While Flynn said there’s no perfect security plan, he said having a mix of internal- and external-facing safety measures, like cameras, security personnel and signage, can boost preparedness among workers and customers. For example, there’s an FMI member that uses general overhead announcements to remind people to identify the closest emergency exits and bring additional awareness to store safety, Baker said.
Grocers may want to create or reassess their safety measures as returning mask mandates raise additional concerns and questions around the safety of workers and patrons. “What we've witnessed during 2020 and COVID was an increasing number of incidents in the workplace based on mask-wearing, based on social distancing, based on the fact that violence is often triggered by stress, anxiety, depression and other emotional issues," Flynn said.
FMI, the National Grocers Association, the National Retail Federation and six other industry groups wrote in a letter earlier this month to the Centers for Disease Control and Prevention, Department of Health and Human Services and the Occupational Safety and Health Administration (OSHA) that store employees are not prepared to enforce health restrictions. They asked the health officials to publicly state that jurisdictions with masks mandates should not place enforcement on businesses.
"During the past year and a half, however, some local ordinances put the onus of mask enforcement on retail businesses. These requirements put employees in perilous situations as mask-wearing became a heated and politicized issue. ... Preserving the safety and well-being of retail employees is imperative. In fact, retail employees typically are trained not to confront shoplifters," the letter said.
As COVID-19 restrictions increase amid the surge of the delta variant, Baker surmised grocers are wondering if violence might increase at their stores and facilities. “We're going to suggest that customers wear a mask, but we certainly don't want to put our workers in front of harm’s way where they might be part of a violent situation,” Garlich said, adding that FMI is suggesting its members do more de-escalation training.
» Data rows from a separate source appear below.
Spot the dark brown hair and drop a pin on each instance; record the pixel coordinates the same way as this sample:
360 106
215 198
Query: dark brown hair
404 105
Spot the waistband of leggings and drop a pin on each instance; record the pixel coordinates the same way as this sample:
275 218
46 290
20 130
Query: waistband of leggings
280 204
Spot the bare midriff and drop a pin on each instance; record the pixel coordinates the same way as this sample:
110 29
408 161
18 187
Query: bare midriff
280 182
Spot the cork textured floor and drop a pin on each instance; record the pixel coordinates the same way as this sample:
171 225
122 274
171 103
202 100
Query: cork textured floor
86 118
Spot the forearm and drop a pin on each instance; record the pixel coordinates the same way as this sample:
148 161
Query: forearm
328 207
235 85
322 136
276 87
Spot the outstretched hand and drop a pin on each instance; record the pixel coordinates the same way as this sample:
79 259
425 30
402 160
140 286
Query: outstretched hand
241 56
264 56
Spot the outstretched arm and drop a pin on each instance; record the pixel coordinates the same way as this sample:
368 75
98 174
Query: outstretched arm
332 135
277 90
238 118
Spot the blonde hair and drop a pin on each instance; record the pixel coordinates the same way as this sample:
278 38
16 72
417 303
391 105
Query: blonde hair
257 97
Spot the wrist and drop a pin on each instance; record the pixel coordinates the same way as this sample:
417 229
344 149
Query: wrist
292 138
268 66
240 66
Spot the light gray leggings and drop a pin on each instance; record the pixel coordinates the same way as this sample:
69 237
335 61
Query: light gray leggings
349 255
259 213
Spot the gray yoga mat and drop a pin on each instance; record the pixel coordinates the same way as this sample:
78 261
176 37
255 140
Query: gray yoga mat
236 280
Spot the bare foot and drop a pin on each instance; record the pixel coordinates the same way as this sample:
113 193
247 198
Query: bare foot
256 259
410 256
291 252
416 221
In response to OSHA releasing guidance last week that vaccinated workers in areas of substantial or high community transmission should wear masks to protect unvaccinated workers, the United Food and Commercial Workers International Union said in a statement it's a "step in the right direction, but still fails to fully protect the millions of American workers in grocery stores and meatpacking plants."
FMI wants to give grocers the resources to feel fully prepared if ever confronted with a potentially violent situation.
"These situations [of workplace violence] — we're not having fewer of them, we're having more," Baker said.